This research was conducted and presented as part of the Field Work module at the UX Upskill Program at the school Hyper Island.
We were introduced to the art of doing field work in order to understand what people truly want, need and desire. Learned the fundamentals about how to gather data, what research methods there are and how we conduct interviews in the real world. Also, we practiced Nudging.
We also reviewed work processes and quality standards within UX Design and parts of UX research, such as user testing, data gathering and analytics as well as performing quantitative and qualitative field studies.
We were presented with the challenge: How might we help product teams when they are trying to understand their users?
We were to choose from three different target groups, Product Manager, Researched and Product/UX Designer.
I choose UX Designers as the target group within this research.
I used the Double Diamon Framework from Design Council (https://www.designcouncil.org.uk/news-opinion/what-framework-innovation-design-councils-evolved-double-diamond).
1 – Mapping out the UX Designers needs, I simulated a workshop where the needs (coming from my earlier experiences) was mapped out and where I selected 3/5, top important- and unknown, needs for a UX Designer to be used for the hypothesis.
2 – An experiment guide was used to create hypothesis out of the top 3 needs. The guide helped me to develop both the quantitative questions as well as the qualitative questions
3 – The survey was set up in Google Forms. I decided from the beginning that I wanted something I find important in research, a large enough sample of the dataset. My preconceptions about UX Designers are that they are creative and that the like memes. So I created a survey that would give the user a “fun” and “relaxed” feeling when filled in. Since we also couldn’t reward the ones participating with gift cards or such, I brainstormed and came up with that a book tip was something I think most appreciate, but mostly, it triggers peoples curiousness!
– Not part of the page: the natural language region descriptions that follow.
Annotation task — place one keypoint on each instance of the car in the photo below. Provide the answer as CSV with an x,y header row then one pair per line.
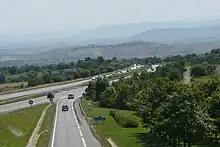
x,y
65,108
70,96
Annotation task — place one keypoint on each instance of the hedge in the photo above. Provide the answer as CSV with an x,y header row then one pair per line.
x,y
124,121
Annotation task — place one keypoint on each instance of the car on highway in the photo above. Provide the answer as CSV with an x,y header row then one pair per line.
x,y
70,96
65,108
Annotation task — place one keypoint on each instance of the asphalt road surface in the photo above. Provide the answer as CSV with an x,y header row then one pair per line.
x,y
68,131
40,90
37,101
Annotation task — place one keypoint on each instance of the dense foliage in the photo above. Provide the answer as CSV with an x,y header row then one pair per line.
x,y
175,113
36,75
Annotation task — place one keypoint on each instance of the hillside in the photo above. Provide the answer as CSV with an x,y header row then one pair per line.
x,y
194,34
123,50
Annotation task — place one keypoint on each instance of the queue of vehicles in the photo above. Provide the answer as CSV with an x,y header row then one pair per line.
x,y
64,107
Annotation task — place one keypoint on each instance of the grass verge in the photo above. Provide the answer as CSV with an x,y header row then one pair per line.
x,y
123,137
17,127
23,98
46,128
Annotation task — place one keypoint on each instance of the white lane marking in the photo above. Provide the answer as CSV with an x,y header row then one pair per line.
x,y
84,143
55,122
80,132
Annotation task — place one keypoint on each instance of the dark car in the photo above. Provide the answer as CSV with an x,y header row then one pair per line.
x,y
64,108
70,96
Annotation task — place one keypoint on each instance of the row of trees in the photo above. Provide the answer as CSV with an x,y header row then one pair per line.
x,y
35,75
175,113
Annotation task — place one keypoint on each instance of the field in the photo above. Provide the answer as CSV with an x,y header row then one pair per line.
x,y
46,128
123,137
17,127
12,86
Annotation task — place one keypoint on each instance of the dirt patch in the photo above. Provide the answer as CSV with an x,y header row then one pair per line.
x,y
15,131
12,86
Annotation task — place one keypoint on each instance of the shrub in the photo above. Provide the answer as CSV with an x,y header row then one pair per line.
x,y
125,122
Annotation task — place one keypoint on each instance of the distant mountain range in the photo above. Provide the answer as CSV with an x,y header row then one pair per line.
x,y
109,34
122,40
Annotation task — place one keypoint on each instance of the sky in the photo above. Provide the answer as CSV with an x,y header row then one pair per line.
x,y
43,16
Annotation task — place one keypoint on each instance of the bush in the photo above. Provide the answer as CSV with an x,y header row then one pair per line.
x,y
125,122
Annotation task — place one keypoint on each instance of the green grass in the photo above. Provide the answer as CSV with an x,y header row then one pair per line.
x,y
21,123
23,98
46,127
123,137
203,79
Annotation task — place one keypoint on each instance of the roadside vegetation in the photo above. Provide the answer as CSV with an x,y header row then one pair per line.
x,y
30,75
170,112
46,128
17,127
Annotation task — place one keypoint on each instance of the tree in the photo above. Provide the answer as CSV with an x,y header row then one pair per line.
x,y
2,78
108,97
100,86
31,102
50,96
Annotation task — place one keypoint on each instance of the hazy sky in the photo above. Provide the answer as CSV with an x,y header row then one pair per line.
x,y
31,16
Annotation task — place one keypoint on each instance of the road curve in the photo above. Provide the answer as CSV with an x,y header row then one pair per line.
x,y
41,90
67,130
37,101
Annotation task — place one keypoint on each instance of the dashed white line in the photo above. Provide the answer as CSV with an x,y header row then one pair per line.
x,y
55,123
80,132
84,143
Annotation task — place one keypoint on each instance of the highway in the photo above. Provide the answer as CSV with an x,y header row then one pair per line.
x,y
68,131
41,90
37,101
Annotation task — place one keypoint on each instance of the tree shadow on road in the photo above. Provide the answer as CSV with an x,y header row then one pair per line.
x,y
148,140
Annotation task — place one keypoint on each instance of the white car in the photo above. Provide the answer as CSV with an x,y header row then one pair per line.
x,y
70,96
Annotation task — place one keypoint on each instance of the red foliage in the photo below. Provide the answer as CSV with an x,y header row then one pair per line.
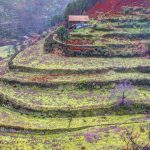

I joined different Slack, Facebook and LinkedIn groups for UX designers and posted in them. I connected over LinkedIn with random UX Designers and asked them to fill it in. All of these acts worked to get me 110 answers on the survey and 9 people that was up for interviews!
Along with the answers coming in and me having the interviews I’ve learned that the survey, if redoing it, would benefit from being more clear on the exact type of UX Designers I was looking for as well as rewriting some of the questions for getting even more insights from it. Though a great learning opportunity and I’ve also recieved good and constructive feedback from people answering the survey and wanting to help out.
4 – For the last part the data from the quantitative survey data and qualitative data from the interviews was synthetized where the insights, principles and the next steps are defined.